Azaras missed her step and stumbled out of pace, getting Geralt to step right over her left foot. She grimaced only for a second, in their stop, right by the fire, in the midst of the turmoil of the crowd now kin to keeping the party going. Starting a dance would not ever end with just one song for this kind of people.

But Geralt's words put a stop to the dance for him and Azaras. He looked down at her shocked face and realized with relief that he finally discovered what she needed to hear; indeed, he thought, it had been unfair how many times he feared those words, shamed himself for them instead too. 

From her hands, he grazed his thumbs up to her shoulder and sighed on the last notes of their song. The dance caught weary his breath which he needed by the warmth of the fire, kissing ambers on their skin, on their hair and into their golden gazes meeting expectedly. 

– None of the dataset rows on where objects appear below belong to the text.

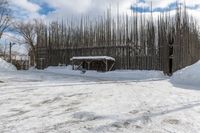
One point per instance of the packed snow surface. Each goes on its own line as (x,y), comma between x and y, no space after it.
(57,101)
(5,66)
(113,75)
(188,76)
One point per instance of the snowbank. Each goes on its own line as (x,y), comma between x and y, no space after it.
(188,76)
(5,66)
(114,75)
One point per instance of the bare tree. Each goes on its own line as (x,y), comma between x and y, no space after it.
(28,31)
(5,16)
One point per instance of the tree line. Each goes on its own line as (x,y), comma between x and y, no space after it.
(146,35)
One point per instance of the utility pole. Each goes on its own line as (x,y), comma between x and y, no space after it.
(11,44)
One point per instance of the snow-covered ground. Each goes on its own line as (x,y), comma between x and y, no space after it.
(59,101)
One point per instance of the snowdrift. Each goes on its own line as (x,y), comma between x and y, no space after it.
(188,76)
(113,75)
(5,66)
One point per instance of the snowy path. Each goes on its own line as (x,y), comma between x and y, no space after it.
(46,102)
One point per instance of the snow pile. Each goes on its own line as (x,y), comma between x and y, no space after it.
(5,66)
(188,76)
(114,75)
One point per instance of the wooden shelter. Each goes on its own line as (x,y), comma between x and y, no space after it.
(99,63)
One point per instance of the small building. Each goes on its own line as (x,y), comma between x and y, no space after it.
(98,63)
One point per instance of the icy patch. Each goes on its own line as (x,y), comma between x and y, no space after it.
(5,66)
(114,75)
(188,76)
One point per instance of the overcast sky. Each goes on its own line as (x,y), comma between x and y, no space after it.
(54,9)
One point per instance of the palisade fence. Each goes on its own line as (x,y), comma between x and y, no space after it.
(167,43)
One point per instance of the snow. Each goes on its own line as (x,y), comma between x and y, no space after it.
(92,58)
(114,75)
(60,100)
(5,66)
(188,76)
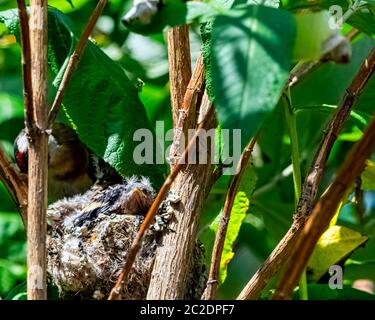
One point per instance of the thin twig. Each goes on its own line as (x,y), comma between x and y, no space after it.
(179,67)
(280,254)
(324,211)
(15,183)
(26,61)
(74,60)
(116,290)
(213,280)
(37,154)
(186,114)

"The first time, I was a fool," he began once more, justifying all she needed to hear and he wished to tell at last. "Then I was certain that admitting my love will have you wither away, as a sick way of fate taking everything I ever cared about from me. But now you are back and there's no denying how scared I am to want you, how desperate I am to protect you... because I've loved you for a long time and I only just realized how much we are the same or how warm even the winter feels beside you."

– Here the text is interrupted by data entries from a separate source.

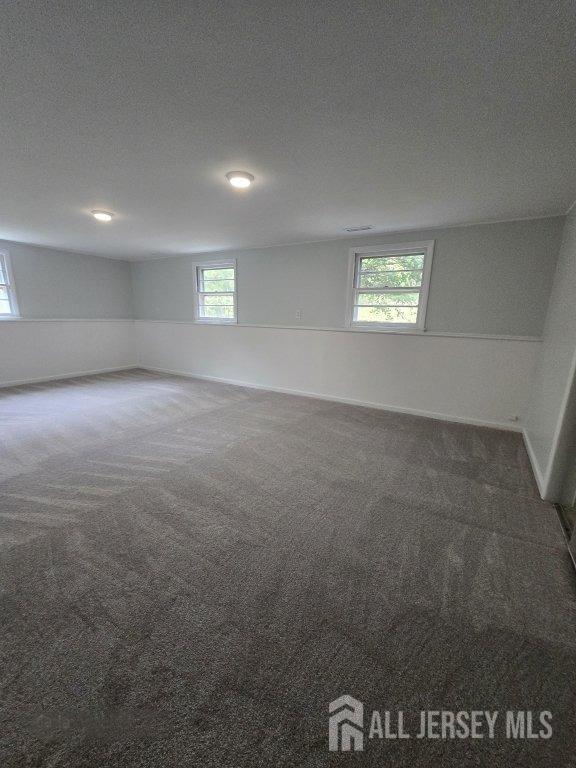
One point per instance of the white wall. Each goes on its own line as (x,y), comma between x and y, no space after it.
(486,279)
(52,283)
(476,380)
(551,424)
(42,349)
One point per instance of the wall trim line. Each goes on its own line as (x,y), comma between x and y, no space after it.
(63,376)
(508,427)
(12,319)
(440,334)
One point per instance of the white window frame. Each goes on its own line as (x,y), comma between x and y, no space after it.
(228,264)
(388,249)
(12,297)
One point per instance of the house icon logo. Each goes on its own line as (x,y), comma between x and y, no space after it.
(345,725)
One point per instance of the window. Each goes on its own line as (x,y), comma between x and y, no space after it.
(216,293)
(390,285)
(8,303)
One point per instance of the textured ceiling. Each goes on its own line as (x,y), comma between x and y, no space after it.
(395,114)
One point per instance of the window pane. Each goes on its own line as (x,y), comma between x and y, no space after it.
(218,299)
(217,286)
(225,273)
(389,299)
(223,313)
(385,314)
(391,280)
(388,263)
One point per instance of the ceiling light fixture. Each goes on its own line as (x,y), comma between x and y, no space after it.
(103,215)
(240,179)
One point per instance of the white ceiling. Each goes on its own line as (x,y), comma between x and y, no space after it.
(395,114)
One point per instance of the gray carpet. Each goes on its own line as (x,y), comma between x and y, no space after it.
(190,572)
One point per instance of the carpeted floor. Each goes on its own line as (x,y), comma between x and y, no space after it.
(190,572)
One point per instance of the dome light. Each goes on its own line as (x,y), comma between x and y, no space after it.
(240,179)
(103,215)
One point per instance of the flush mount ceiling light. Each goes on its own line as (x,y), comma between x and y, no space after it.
(240,179)
(103,215)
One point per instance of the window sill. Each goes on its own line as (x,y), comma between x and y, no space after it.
(215,321)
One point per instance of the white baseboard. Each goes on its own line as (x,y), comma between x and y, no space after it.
(62,376)
(541,480)
(510,427)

Azaras' gaze fell down, under closed lids from shame. Geralt lifted her chin under his hand.

"I am not used to this," he admitted, "yet you deserve at least a try towards a change. And if it is me that you wish as well, then please remain by my side and when the time comes for a fight, I will bite down any urges and trust you will raise your sword for me the way I would do for you too."

He knew it would be hard, perhaps even more so than when he swore he'd hurt her if she'd become to dangerous to hold around. Impatient was his soul, swollen in the waiting of her opening eyes, into the ascension of her gaze. Azaras hand rested down on his chest and off her lips he read a slow, single word: home.

Life was generously long to Witchers who survived the long nights, the dreads of the dark and everything had been much gentler since Azaras returned into his life. Conjoined, their fate intertwined, at last, into one, through a tight embrace, a kiss forged in the flames that drowned all sorrows and pains, ashed the doubts until remained only the taste of safety, that... 

"For as long as the other lives, I will not leave your side."

And it was good, for once, to have a home that could not crumble to the wind, did not need no stone. The home walked, it was flesh and bone, and it would hold the trust, no other ever hoped for. It was the single gifted flower that raised its petals from the dirt named the life of a Witcher. This miracle was theirs and theirs alone.